2026-04-06 04:49:00 · · #1

Overview of Autonomous Navigation Technology

The core of autonomous navigation for robots lies in the close collaboration of multiple processes, including environmental perception, map building, localization, path planning, tracking and control, and obstacle avoidance. These steps together constitute the transformation of robots from "blind" to "intelligent."

Environmental perception and map building

Environmental perception is the foundation of autonomous navigation. Robots use a variety of sensing devices, such as lidar, cameras, and ultrasonic sensors, to collect real-time information about their surroundings. Lidar emits laser beams and measures reflection time to construct a three-dimensional model of the environment; cameras capture images and analyze object positions and shapes using image processing algorithms; and ultrasonic sensors detect the distance to surrounding objects by sending and receiving ultrasonic signals.

Map building involves transforming perceived environmental information into a map that the robot can understand. Commonly used map building algorithms include LiDAR-based SLAM (Simultaneous Localization and Mapping) and visual SLAM. These algorithms utilize sensor data and, through complex computational processes, generate accurate maps containing information such as obstacles and feature points.

Location and route planning

Localization is a crucial step for a robot to determine its position on a map. Algorithms such as laser localization, visual localization, and odometry achieve precise localization by matching the map with the target location. Path planning, on the other hand, involves planning the optimal driving path based on the known map and target location. Commonly used methods in path planning include A* algorithm, Dijkstra's algorithm, and RRT (Fast Random Tree) algorithm.

Tracking control, obstacle avoidance and path modification

Tracking control enables the robot to travel along a planned path while updating its own position and environmental information in real time. Obstacle avoidance algorithms use sensor data to perceive obstacles ahead in real time and plan detours. In complex and ever-changing environments, the robot also needs the ability to modify its path to cope with unexpected situations.

Practical Code Overview

Below is a simplified path planning code example that uses the A* algorithm for path search:

Python

import heapq

class Node:

def __init__(self, position, parent=None, cost=0, heuristic=0):

self.position = position

self.parent = parent

self.cost = cost

self.heuristic = heuristic

self.total_cost = cost + heuristic

def __lt__(self, other):

return self.total_cost < other.total_cost

def heuristic(a, b):

# Using Manhattan distance as a heuristic function

return abs(a[0] - b[0]) + abs(a[1] - b[1])
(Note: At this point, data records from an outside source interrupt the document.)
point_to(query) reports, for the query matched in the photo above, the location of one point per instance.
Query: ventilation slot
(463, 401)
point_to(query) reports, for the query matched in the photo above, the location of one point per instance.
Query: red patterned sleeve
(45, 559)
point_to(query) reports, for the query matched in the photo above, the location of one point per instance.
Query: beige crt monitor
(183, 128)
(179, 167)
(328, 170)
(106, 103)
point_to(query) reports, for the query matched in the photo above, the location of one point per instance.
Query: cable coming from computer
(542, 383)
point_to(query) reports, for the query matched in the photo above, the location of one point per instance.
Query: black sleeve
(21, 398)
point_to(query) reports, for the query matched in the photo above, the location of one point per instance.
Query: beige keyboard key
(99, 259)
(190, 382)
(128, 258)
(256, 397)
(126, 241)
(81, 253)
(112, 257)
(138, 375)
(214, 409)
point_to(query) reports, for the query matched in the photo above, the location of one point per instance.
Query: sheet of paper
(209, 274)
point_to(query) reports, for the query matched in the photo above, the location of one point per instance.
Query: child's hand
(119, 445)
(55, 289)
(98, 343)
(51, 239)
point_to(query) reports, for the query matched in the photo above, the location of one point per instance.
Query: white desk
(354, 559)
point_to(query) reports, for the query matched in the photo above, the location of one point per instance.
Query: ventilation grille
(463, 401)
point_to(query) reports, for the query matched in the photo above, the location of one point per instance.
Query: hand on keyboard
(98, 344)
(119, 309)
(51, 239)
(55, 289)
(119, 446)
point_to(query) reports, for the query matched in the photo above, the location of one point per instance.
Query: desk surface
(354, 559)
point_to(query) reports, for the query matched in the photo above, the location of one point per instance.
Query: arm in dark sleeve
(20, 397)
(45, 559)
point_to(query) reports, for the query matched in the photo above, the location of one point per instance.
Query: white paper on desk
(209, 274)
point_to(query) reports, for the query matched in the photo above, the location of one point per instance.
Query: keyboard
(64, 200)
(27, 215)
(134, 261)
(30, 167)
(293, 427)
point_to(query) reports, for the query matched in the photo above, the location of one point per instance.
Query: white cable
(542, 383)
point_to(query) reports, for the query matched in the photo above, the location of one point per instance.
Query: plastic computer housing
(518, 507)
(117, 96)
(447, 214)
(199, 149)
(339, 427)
def a_star(start, goal, grid):

open_list = []

closed_list = set()

start_node = Node(start)

goal_node = Node(goal)

heapq.heappush(open_list, start_node)

while open_list:

current_node = heapq.heappop(open_list)

closed_list.add(current_node.position)

if current_node.position == goal_node.position:

path = []

while current_node:

path.append(current_node.position)

current_node = current_node.parent

return path[::-1]

# Details such as neighbor node generation, collision detection, and path cost calculation are omitted.

# ...

return None

# Example grid map (0 indicates passable, 1 indicates obstacle)

grid = [

[0, 1, 0, 0, 0],

[0, 1, 0, 1, 0],

[0, 0, 0, 1, 0],

[0, 1, 1, 1, 0],

[0, 0, 0, 0, 0]

]

start = (0, 0)

goal = (4, 4)

path = a_star(start, goal, grid)

print("Path:", path)

The code above demonstrates the basic process of path planning using the A* algorithm on a 2D mesh map. In practical applications, complex factors such as robot dynamics constraints and dynamic changes in obstacles need to be considered, and the algorithm needs to be optimized accordingly.

Conclusion

Autonomous navigation technology, as one of the core technologies in the field of intelligent robots, is driving the intelligent transformation of various industries. With the improvement of sensor technology, computing power, and continuous optimization of algorithms, autonomous navigation of robots will become more intelligent, efficient, and flexible in the future, bringing more convenience and value to human society.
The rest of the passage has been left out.